Il ragazzo annuì, mostrando la sua gratitudine, poi qualcosa catturò l'attenzione dell'uomo proprio mentre era sul punto di girare i tacchi e andar via.
"Cos'è quello, Blake?" chiese, indicando il viso di Evan, che ancora si ostinava a tenere lo sguardo basso come a volersi nascondere da McGregor.
"Non è niente, signore. Solo un graffio" rispose Evan, adesso costretto a doversi mostrare al suo superiore.
L'uomo inarcò un sopracciglio "Hai fatto a botte con qualcuno, soldato?" chiese confuso.
"Sono stato io signore" intervenne Peter, attirando l'attenzione su di lui.
"Io e Evan ci allenavano in un corpo a corpo, è colpa mia, non volevo colpire Evan in faccia" spiegò il ragazzo, mentre Evan e John lo guardavano colpiti.
"Devi essere davvero forte come dicono come pugile, Collins.

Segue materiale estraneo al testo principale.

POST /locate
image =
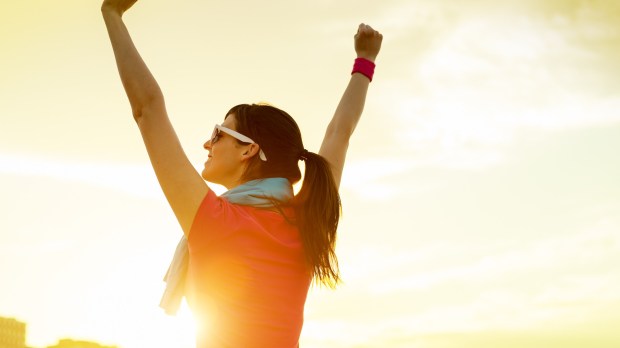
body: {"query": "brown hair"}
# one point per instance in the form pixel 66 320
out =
pixel 317 205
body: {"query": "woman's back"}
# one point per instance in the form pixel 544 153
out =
pixel 247 275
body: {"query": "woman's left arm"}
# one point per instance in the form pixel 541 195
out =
pixel 182 185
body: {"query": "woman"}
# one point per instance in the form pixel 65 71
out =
pixel 247 258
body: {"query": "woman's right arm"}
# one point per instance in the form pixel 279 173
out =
pixel 182 185
pixel 349 110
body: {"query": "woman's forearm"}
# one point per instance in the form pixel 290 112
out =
pixel 351 106
pixel 140 85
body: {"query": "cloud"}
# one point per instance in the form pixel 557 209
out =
pixel 465 78
pixel 133 179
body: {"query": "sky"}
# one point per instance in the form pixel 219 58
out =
pixel 481 195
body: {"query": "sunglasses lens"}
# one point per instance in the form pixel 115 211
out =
pixel 215 136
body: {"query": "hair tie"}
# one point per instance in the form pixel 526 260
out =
pixel 304 155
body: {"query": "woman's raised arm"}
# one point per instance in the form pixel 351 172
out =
pixel 182 185
pixel 349 110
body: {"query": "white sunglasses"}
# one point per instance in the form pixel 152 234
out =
pixel 216 136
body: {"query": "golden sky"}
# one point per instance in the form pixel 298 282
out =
pixel 481 194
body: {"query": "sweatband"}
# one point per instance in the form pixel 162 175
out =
pixel 364 67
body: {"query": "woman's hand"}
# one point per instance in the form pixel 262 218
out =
pixel 367 42
pixel 117 6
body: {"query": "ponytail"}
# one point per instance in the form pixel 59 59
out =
pixel 317 211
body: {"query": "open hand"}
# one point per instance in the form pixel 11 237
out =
pixel 367 42
pixel 117 6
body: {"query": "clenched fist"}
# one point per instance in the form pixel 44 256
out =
pixel 117 6
pixel 367 42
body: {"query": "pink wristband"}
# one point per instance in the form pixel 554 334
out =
pixel 364 67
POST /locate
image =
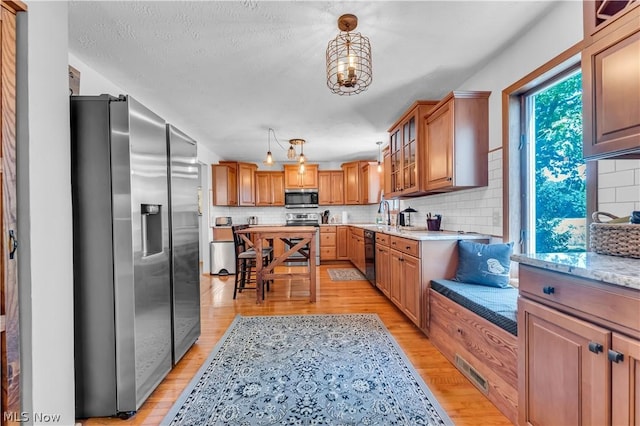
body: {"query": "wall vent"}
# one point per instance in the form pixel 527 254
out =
pixel 471 374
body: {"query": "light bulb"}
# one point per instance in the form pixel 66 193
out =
pixel 291 153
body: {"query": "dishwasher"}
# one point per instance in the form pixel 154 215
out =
pixel 370 256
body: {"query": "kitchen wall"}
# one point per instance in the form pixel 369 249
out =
pixel 45 255
pixel 618 187
pixel 472 210
pixel 93 82
pixel 480 210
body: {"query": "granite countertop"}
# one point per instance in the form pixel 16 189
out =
pixel 615 270
pixel 421 234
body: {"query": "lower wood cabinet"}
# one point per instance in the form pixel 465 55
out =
pixel 342 242
pixel 383 259
pixel 356 248
pixel 579 347
pixel 406 284
pixel 327 243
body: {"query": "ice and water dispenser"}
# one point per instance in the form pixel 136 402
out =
pixel 151 229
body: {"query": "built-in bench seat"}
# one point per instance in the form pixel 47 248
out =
pixel 497 305
pixel 475 328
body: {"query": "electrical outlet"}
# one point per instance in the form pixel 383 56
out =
pixel 496 217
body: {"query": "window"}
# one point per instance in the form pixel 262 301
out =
pixel 553 173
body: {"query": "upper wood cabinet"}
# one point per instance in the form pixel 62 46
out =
pixel 457 142
pixel 330 187
pixel 293 179
pixel 386 177
pixel 224 184
pixel 233 183
pixel 406 151
pixel 611 79
pixel 361 182
pixel 269 188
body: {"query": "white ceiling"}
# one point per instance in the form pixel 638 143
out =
pixel 226 71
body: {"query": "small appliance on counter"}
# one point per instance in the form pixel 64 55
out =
pixel 325 217
pixel 223 221
pixel 433 222
pixel 404 218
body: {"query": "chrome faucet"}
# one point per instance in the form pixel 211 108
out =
pixel 384 204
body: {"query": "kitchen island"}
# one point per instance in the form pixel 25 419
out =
pixel 305 236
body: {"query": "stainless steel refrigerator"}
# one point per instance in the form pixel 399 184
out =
pixel 184 239
pixel 122 291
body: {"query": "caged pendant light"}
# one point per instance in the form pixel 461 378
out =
pixel 348 59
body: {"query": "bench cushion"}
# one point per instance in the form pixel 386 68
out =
pixel 497 305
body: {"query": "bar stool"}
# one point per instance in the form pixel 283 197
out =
pixel 245 263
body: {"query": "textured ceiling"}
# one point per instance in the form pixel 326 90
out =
pixel 226 71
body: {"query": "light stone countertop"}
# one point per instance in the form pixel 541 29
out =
pixel 420 234
pixel 621 271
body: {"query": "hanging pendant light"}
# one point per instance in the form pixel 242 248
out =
pixel 269 160
pixel 301 158
pixel 291 152
pixel 349 59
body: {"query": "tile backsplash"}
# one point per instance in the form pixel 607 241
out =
pixel 619 186
pixel 469 210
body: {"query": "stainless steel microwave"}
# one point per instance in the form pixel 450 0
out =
pixel 300 198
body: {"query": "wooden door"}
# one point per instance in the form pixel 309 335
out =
pixel 439 130
pixel 342 243
pixel 611 93
pixel 409 144
pixel 246 184
pixel 310 176
pixel 625 380
pixel 337 187
pixel 395 162
pixel 395 273
pixel 410 288
pixel 291 177
pixel 9 313
pixel 263 189
pixel 382 269
pixel 562 382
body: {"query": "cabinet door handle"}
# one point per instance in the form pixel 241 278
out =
pixel 615 356
pixel 595 347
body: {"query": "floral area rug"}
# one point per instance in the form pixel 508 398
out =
pixel 345 274
pixel 307 370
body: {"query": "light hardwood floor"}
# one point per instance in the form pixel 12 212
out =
pixel 460 399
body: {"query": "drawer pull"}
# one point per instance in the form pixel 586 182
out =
pixel 615 356
pixel 595 347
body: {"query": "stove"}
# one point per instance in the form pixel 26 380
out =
pixel 305 219
pixel 302 219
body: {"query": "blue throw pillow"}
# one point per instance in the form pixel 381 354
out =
pixel 484 264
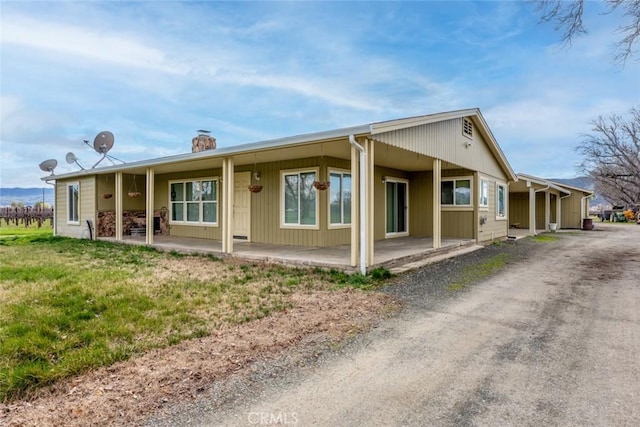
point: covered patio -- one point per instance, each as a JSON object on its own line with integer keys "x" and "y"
{"x": 389, "y": 253}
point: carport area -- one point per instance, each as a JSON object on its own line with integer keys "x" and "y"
{"x": 388, "y": 252}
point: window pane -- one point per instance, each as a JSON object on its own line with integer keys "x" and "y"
{"x": 447, "y": 193}
{"x": 401, "y": 207}
{"x": 209, "y": 212}
{"x": 391, "y": 202}
{"x": 177, "y": 191}
{"x": 208, "y": 190}
{"x": 177, "y": 212}
{"x": 501, "y": 201}
{"x": 193, "y": 191}
{"x": 193, "y": 213}
{"x": 291, "y": 199}
{"x": 463, "y": 192}
{"x": 335, "y": 197}
{"x": 307, "y": 198}
{"x": 346, "y": 198}
{"x": 484, "y": 193}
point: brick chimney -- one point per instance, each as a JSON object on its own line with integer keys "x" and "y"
{"x": 203, "y": 142}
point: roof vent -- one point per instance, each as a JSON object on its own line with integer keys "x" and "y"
{"x": 203, "y": 141}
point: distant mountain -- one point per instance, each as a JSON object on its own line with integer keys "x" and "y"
{"x": 28, "y": 196}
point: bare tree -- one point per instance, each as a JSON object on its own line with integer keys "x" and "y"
{"x": 612, "y": 157}
{"x": 568, "y": 15}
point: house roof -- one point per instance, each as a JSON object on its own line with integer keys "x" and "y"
{"x": 563, "y": 188}
{"x": 302, "y": 140}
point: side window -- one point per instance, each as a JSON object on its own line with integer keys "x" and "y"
{"x": 73, "y": 203}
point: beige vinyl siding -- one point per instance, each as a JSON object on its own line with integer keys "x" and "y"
{"x": 266, "y": 211}
{"x": 421, "y": 197}
{"x": 444, "y": 140}
{"x": 519, "y": 209}
{"x": 86, "y": 207}
{"x": 571, "y": 211}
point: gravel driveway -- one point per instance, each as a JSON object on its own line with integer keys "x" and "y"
{"x": 552, "y": 339}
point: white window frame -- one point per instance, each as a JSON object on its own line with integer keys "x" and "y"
{"x": 467, "y": 123}
{"x": 407, "y": 210}
{"x": 342, "y": 173}
{"x": 70, "y": 219}
{"x": 283, "y": 223}
{"x": 506, "y": 201}
{"x": 483, "y": 194}
{"x": 455, "y": 206}
{"x": 200, "y": 222}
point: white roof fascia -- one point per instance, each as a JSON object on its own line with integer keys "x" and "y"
{"x": 542, "y": 181}
{"x": 222, "y": 152}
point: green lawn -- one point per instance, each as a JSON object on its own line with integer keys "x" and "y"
{"x": 68, "y": 305}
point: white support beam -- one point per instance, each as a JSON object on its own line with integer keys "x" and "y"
{"x": 547, "y": 209}
{"x": 532, "y": 211}
{"x": 355, "y": 203}
{"x": 437, "y": 211}
{"x": 149, "y": 205}
{"x": 118, "y": 197}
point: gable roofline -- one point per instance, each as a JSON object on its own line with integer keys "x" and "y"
{"x": 483, "y": 127}
{"x": 222, "y": 152}
{"x": 545, "y": 182}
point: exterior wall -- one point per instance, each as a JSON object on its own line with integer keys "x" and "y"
{"x": 490, "y": 227}
{"x": 265, "y": 206}
{"x": 86, "y": 207}
{"x": 571, "y": 211}
{"x": 519, "y": 210}
{"x": 161, "y": 201}
{"x": 444, "y": 140}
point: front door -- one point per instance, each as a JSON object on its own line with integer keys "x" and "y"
{"x": 241, "y": 205}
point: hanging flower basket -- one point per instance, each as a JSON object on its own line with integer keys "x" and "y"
{"x": 321, "y": 185}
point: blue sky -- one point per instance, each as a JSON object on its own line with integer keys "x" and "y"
{"x": 155, "y": 72}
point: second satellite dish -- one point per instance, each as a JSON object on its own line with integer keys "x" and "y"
{"x": 71, "y": 158}
{"x": 103, "y": 142}
{"x": 48, "y": 165}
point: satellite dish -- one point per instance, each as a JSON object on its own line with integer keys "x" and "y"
{"x": 71, "y": 158}
{"x": 103, "y": 142}
{"x": 48, "y": 165}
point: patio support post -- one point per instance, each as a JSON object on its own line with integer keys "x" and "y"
{"x": 355, "y": 191}
{"x": 227, "y": 206}
{"x": 150, "y": 193}
{"x": 118, "y": 196}
{"x": 547, "y": 209}
{"x": 437, "y": 212}
{"x": 370, "y": 186}
{"x": 532, "y": 210}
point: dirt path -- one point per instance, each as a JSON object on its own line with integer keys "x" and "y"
{"x": 551, "y": 341}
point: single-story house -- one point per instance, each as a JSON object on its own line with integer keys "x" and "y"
{"x": 541, "y": 204}
{"x": 353, "y": 187}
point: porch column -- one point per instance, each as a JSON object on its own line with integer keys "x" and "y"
{"x": 370, "y": 202}
{"x": 355, "y": 202}
{"x": 437, "y": 213}
{"x": 532, "y": 210}
{"x": 227, "y": 206}
{"x": 547, "y": 209}
{"x": 150, "y": 205}
{"x": 118, "y": 196}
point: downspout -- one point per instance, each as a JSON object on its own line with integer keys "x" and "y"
{"x": 363, "y": 215}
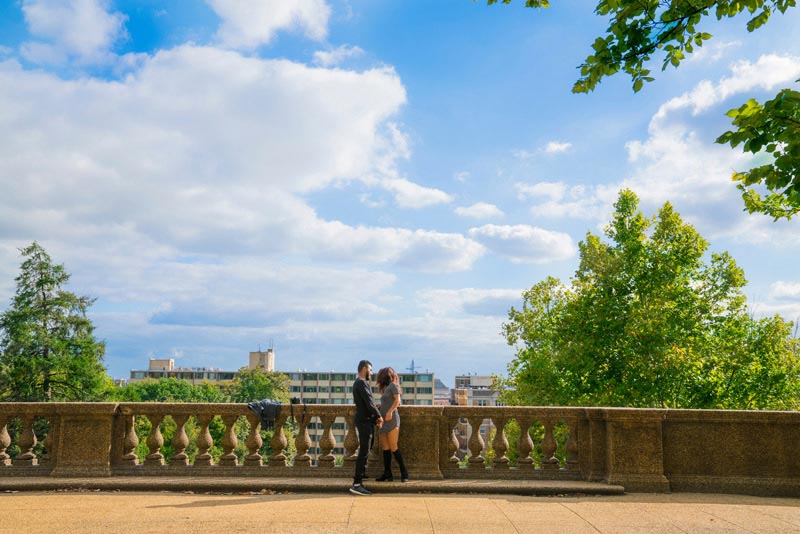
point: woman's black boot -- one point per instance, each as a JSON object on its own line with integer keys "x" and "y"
{"x": 403, "y": 472}
{"x": 387, "y": 467}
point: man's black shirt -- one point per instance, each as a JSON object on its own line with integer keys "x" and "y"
{"x": 366, "y": 411}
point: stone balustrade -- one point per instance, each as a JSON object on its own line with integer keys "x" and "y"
{"x": 640, "y": 449}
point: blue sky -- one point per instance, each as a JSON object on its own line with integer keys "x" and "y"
{"x": 353, "y": 178}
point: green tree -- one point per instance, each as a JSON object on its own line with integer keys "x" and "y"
{"x": 639, "y": 29}
{"x": 646, "y": 322}
{"x": 48, "y": 351}
{"x": 169, "y": 390}
{"x": 257, "y": 384}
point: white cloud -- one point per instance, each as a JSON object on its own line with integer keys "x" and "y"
{"x": 410, "y": 195}
{"x": 461, "y": 176}
{"x": 485, "y": 302}
{"x": 84, "y": 29}
{"x": 551, "y": 147}
{"x": 548, "y": 190}
{"x": 247, "y": 24}
{"x": 480, "y": 210}
{"x": 203, "y": 151}
{"x": 767, "y": 73}
{"x": 556, "y": 147}
{"x": 712, "y": 51}
{"x": 525, "y": 244}
{"x": 677, "y": 163}
{"x": 560, "y": 200}
{"x": 336, "y": 56}
{"x": 785, "y": 290}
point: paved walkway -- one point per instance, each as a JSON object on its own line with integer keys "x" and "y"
{"x": 286, "y": 513}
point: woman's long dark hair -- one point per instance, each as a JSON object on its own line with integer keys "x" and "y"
{"x": 386, "y": 376}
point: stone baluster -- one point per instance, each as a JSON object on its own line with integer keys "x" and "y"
{"x": 47, "y": 456}
{"x": 155, "y": 441}
{"x": 254, "y": 441}
{"x": 524, "y": 444}
{"x": 5, "y": 441}
{"x": 204, "y": 442}
{"x": 549, "y": 446}
{"x": 130, "y": 443}
{"x": 476, "y": 444}
{"x": 350, "y": 442}
{"x": 573, "y": 463}
{"x": 452, "y": 443}
{"x": 500, "y": 444}
{"x": 27, "y": 441}
{"x": 278, "y": 444}
{"x": 302, "y": 443}
{"x": 229, "y": 442}
{"x": 180, "y": 441}
{"x": 327, "y": 443}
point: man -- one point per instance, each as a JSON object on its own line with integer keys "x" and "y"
{"x": 367, "y": 416}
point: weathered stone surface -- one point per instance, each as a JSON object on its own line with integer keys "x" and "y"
{"x": 640, "y": 449}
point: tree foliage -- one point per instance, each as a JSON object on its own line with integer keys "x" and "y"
{"x": 169, "y": 390}
{"x": 48, "y": 351}
{"x": 639, "y": 29}
{"x": 774, "y": 128}
{"x": 256, "y": 384}
{"x": 648, "y": 322}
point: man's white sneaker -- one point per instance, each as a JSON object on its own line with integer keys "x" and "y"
{"x": 360, "y": 490}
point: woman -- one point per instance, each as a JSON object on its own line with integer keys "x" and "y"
{"x": 389, "y": 433}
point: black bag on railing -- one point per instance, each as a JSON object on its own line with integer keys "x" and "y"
{"x": 268, "y": 410}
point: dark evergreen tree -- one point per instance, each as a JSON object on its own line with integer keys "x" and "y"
{"x": 48, "y": 351}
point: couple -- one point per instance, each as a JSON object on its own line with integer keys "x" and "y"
{"x": 387, "y": 421}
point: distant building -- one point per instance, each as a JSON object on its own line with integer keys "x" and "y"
{"x": 263, "y": 360}
{"x": 336, "y": 388}
{"x": 310, "y": 387}
{"x": 441, "y": 393}
{"x": 165, "y": 368}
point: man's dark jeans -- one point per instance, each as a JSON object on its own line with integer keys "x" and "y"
{"x": 364, "y": 444}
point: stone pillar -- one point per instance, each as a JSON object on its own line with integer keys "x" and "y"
{"x": 419, "y": 428}
{"x": 634, "y": 449}
{"x": 83, "y": 442}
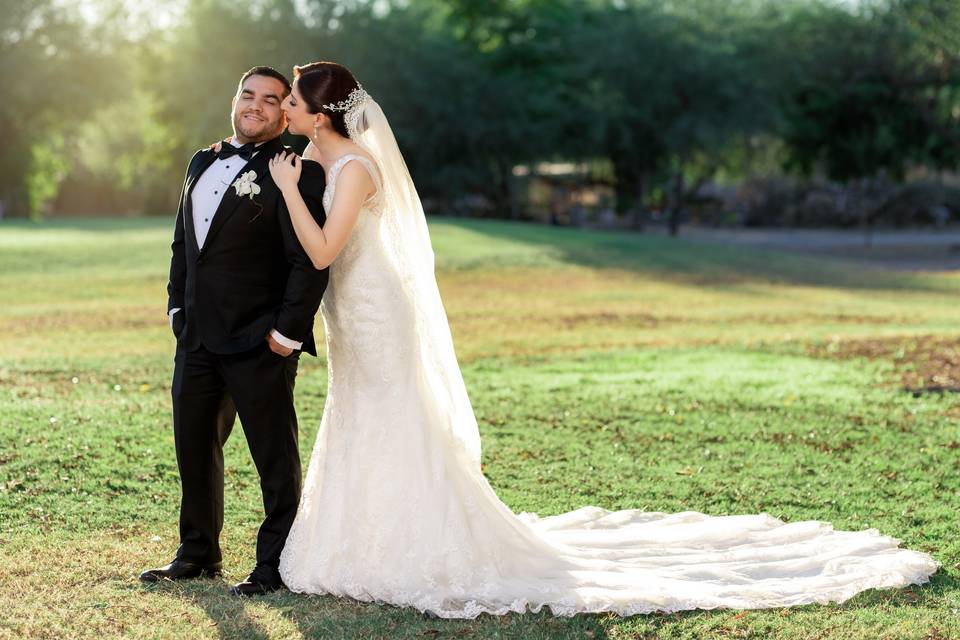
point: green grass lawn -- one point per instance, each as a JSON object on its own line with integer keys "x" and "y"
{"x": 609, "y": 369}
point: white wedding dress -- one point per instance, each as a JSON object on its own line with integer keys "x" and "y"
{"x": 396, "y": 510}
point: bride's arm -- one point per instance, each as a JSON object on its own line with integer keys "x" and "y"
{"x": 322, "y": 244}
{"x": 311, "y": 152}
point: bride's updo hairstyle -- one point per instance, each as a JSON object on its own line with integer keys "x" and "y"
{"x": 323, "y": 83}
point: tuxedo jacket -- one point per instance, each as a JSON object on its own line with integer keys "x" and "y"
{"x": 252, "y": 275}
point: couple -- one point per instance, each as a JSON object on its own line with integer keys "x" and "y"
{"x": 395, "y": 508}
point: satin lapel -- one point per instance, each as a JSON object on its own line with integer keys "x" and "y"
{"x": 231, "y": 200}
{"x": 188, "y": 197}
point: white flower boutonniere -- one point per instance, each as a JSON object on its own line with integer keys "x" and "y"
{"x": 246, "y": 186}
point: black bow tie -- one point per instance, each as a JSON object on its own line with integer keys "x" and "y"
{"x": 227, "y": 150}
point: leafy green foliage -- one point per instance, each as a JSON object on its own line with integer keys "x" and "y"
{"x": 620, "y": 370}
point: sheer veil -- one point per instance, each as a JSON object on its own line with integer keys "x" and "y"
{"x": 407, "y": 240}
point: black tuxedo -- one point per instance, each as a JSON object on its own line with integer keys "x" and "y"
{"x": 250, "y": 277}
{"x": 252, "y": 274}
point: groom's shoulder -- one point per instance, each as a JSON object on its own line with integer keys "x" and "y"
{"x": 200, "y": 155}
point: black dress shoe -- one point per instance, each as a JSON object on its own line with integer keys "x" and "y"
{"x": 181, "y": 570}
{"x": 261, "y": 580}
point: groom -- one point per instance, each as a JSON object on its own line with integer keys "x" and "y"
{"x": 242, "y": 300}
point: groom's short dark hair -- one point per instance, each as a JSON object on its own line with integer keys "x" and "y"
{"x": 270, "y": 72}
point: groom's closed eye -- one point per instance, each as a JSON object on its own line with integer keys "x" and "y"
{"x": 249, "y": 95}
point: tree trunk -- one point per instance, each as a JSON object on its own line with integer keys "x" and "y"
{"x": 505, "y": 193}
{"x": 676, "y": 204}
{"x": 639, "y": 212}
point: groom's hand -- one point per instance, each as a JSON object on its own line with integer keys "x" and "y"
{"x": 278, "y": 348}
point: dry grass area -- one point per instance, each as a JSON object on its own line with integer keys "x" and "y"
{"x": 923, "y": 364}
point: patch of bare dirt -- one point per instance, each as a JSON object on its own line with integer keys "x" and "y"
{"x": 924, "y": 364}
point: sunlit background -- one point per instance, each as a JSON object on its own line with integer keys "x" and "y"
{"x": 629, "y": 113}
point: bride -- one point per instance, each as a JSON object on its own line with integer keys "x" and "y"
{"x": 395, "y": 508}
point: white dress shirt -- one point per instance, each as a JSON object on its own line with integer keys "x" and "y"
{"x": 205, "y": 199}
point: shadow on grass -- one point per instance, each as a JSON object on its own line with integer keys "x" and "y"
{"x": 227, "y": 612}
{"x": 333, "y": 617}
{"x": 699, "y": 263}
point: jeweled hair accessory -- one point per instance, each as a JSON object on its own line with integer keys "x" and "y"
{"x": 356, "y": 98}
{"x": 353, "y": 105}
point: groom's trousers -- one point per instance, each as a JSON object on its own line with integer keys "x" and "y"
{"x": 209, "y": 391}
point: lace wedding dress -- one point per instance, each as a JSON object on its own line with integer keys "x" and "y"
{"x": 395, "y": 508}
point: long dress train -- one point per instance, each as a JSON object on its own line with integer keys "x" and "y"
{"x": 395, "y": 508}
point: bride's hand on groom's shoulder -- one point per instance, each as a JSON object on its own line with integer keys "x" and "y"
{"x": 216, "y": 146}
{"x": 285, "y": 170}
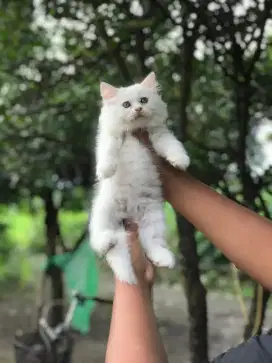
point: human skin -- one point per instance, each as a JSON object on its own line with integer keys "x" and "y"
{"x": 242, "y": 235}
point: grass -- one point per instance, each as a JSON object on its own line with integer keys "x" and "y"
{"x": 25, "y": 236}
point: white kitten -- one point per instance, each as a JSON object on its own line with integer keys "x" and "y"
{"x": 128, "y": 182}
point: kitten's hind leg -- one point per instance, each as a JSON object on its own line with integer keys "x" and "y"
{"x": 108, "y": 236}
{"x": 152, "y": 231}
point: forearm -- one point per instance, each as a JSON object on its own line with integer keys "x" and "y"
{"x": 134, "y": 335}
{"x": 242, "y": 235}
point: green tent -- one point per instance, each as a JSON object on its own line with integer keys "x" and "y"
{"x": 80, "y": 274}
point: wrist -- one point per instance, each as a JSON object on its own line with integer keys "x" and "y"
{"x": 142, "y": 286}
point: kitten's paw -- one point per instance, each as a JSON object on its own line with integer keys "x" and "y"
{"x": 105, "y": 171}
{"x": 103, "y": 243}
{"x": 179, "y": 160}
{"x": 162, "y": 257}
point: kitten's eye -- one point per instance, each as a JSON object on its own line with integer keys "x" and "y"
{"x": 126, "y": 104}
{"x": 143, "y": 100}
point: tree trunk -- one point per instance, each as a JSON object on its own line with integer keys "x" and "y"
{"x": 195, "y": 292}
{"x": 54, "y": 272}
{"x": 257, "y": 307}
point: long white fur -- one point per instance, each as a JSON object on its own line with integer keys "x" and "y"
{"x": 128, "y": 182}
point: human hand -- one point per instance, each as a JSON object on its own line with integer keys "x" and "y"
{"x": 143, "y": 268}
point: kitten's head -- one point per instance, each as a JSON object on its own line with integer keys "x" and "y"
{"x": 136, "y": 106}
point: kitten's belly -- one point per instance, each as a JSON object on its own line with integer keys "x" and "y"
{"x": 136, "y": 174}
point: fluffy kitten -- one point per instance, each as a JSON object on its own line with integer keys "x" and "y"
{"x": 128, "y": 182}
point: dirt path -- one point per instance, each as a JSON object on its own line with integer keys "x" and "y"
{"x": 225, "y": 325}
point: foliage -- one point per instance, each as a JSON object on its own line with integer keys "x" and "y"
{"x": 213, "y": 60}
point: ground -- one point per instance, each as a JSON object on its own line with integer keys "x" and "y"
{"x": 225, "y": 324}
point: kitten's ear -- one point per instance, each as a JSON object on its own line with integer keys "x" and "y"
{"x": 150, "y": 81}
{"x": 107, "y": 91}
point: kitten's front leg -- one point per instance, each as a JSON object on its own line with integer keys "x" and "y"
{"x": 167, "y": 146}
{"x": 108, "y": 148}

Blake ha addirittura due mano ferite, mentre tu solo qualche graffio alle nocche" disse McGregor indicando la mano che Peter si era fasciato in malo modo giusto prima che lui entrasse.
"Sono solo bravo a difendermi, signore" rispose umilmente Peter.
"Allora dovrai insegnare al tuo amico come non farsi colpire, visto che sembra combattere proprio come un sedicenne alle prese con le prime risse al liceo" disse l'uomo, guardando con aria di sfida Evan, il quale ne aveva già abbastanza di subire tutte quelle provocazioni in una sola giornata.
Avrebbe potuto spaccare la faccia a Noah e dimostrare quanto forte fosse anche in un corpo a corpo, ma suo malgrado, lo stesso non valeva per il colonnello McGregor.
"Adesso vado, voi assicuratevi che io non debba più ritornare per un po'" disse loro l'uomo baffuto.
"Sissignore!" risposero in coro i tre ragazzi.